3- La C.N.T. et l’anarchisme

Le syndicalisme révolutionnaire a toujours posé un problème : est-il anarchiste ? Ceux pour qui le syndicalisme révolutionnaire et l’anarchisme sont liés sont ceux qui ont créé auparavant la C.G.T.S.R. puis la C.N.T. [59]. Le caractère anarchiste est d’autant plus renforcé que beaucoup de militants cénétistes sont également à la Fédération Anarchiste (F.A.). Mais cette position ne faisant pas l’unanimité la C.N.T. fut divisée en deux tendances dès 1946.

a) Évolution des rapports entre la C.N.T. et la F.A. [60]

La F.A. manifeste son soutien à la F.S.F. puis à la C.N.T. dès son congrès de Paris, les 6 et 7 octobre 1945. Ce congrès qui regroupait toutes les tendances de l’anarchisme, tous “ceux qui se réclament de l’anarchisme et de l’anarcho-syndicalisme” avait pour objectif de donner une cohésion au mouvement libertaire dans son ensemble et de mettre fin aux discussions entre “des fractions qui hier, s’ignoraient ou se heurtaient” [61]. Lors de ce congrès, la F.A. demanda à ses militants d’adhérer à la F.S.F. Puis en 1946, alors que la F.A. avait été dans un premier temps hostile à la création de la C.N.T. qui mettait fin à l’unité des travailleurs, elle change d’attitude lors de son congrès qui se tient à Dijon les 13, 14 et 15 septembre 1946. Elle y affirme son soutien à la C.N.T. mais sans rendre obligatoire l’adhésion à celle-ci. Ce soutien se traduit entre autre par la rubrique syndicale du Libertaire largement ouverte à la C.N.T qui multiplia ses appels à quitter la C.G.T. pour venir la rejoindre. Cependant à partir de son congrès d’Angers qui se tient les 11, 12, 13 et 14 novembre 1948, la F.A. modifie sa position à l’égard de la C.N.T. La F.A. “s’affirme partisan de la réunion de toutes les organisations vraiment syndicalistes : C.N.T., syndicats autonomes, minorités F.O. ou C.G.T. […]”.

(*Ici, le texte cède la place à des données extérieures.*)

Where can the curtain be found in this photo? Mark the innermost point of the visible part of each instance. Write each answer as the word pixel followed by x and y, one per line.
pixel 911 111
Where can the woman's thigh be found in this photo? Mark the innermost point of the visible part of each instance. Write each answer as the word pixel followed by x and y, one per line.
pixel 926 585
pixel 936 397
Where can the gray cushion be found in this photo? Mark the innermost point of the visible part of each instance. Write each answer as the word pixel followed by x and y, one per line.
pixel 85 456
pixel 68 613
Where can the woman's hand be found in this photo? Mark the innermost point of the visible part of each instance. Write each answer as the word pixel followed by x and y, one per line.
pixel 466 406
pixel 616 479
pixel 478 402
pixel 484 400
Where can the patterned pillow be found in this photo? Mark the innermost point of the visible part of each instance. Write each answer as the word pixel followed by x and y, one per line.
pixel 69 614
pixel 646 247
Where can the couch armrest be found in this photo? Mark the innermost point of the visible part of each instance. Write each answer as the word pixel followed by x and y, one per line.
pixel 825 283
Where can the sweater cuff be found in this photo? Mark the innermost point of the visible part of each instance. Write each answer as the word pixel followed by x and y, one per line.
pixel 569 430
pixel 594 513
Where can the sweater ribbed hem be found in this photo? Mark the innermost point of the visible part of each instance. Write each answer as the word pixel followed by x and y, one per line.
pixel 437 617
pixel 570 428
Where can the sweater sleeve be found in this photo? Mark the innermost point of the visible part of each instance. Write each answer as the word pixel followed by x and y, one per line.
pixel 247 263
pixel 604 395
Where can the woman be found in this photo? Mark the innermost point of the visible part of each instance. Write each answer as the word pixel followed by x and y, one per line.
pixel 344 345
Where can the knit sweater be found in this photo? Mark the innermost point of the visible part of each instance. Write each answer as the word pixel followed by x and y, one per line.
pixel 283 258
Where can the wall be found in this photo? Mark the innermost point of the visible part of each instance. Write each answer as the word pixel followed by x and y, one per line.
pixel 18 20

Si la C.N.T. a pu bénéficier dans un premier temps du soutien de la F.A., le départ de la C.N.T. du cartel provoque une prise de distance. Des militants de la F.A. tel que Maurice Joyeux [62] décident alors de quitter la C.N.T. pour adhérer à F.O. Les militants de la F.A. avaient en fait adhéré à la C.N.T. parce qu’elle était la seule centrale à se réclamer de la charte d’Amiens en dehors de la C.G.T. Ainsi, n’étant pas anarcho-syndicalistes, ils préférèrent adhérer à F.O. qui leur semble plus apte à réaliser l’unité des travailleurs tout en respectant l’indépendance du syndicalisme.

Mais la rupture intervient avec la montée du courant de Georges Fontenis. Le congrès régional du midi à Narbonne en janvier 1949 adopte des résolutions ne pouvant que provoquer la rupture : “la structure de la F.A. ne lui permet pas d’entraîner l’ensemble des travailleurs dans une action révolutionnaire. C’est à la C.N.T. que ce rôle est dévolu. C’est pour cette raison que les anarchistes doivent l’orienter et ne pas hésiter à prendre des postes responsables […]” [63]. Cette orientation dirigiste de la F.A. se confirme le 11 mars 1950 au congrès de la région parisienne : “Toute organisation para-anarchiste, non-affiliée statutairement à la F.A. devra, dans le cadre régional, être sous le contrôle direct du bureau de la région, son action influencée par les militants de la F.A.” [64].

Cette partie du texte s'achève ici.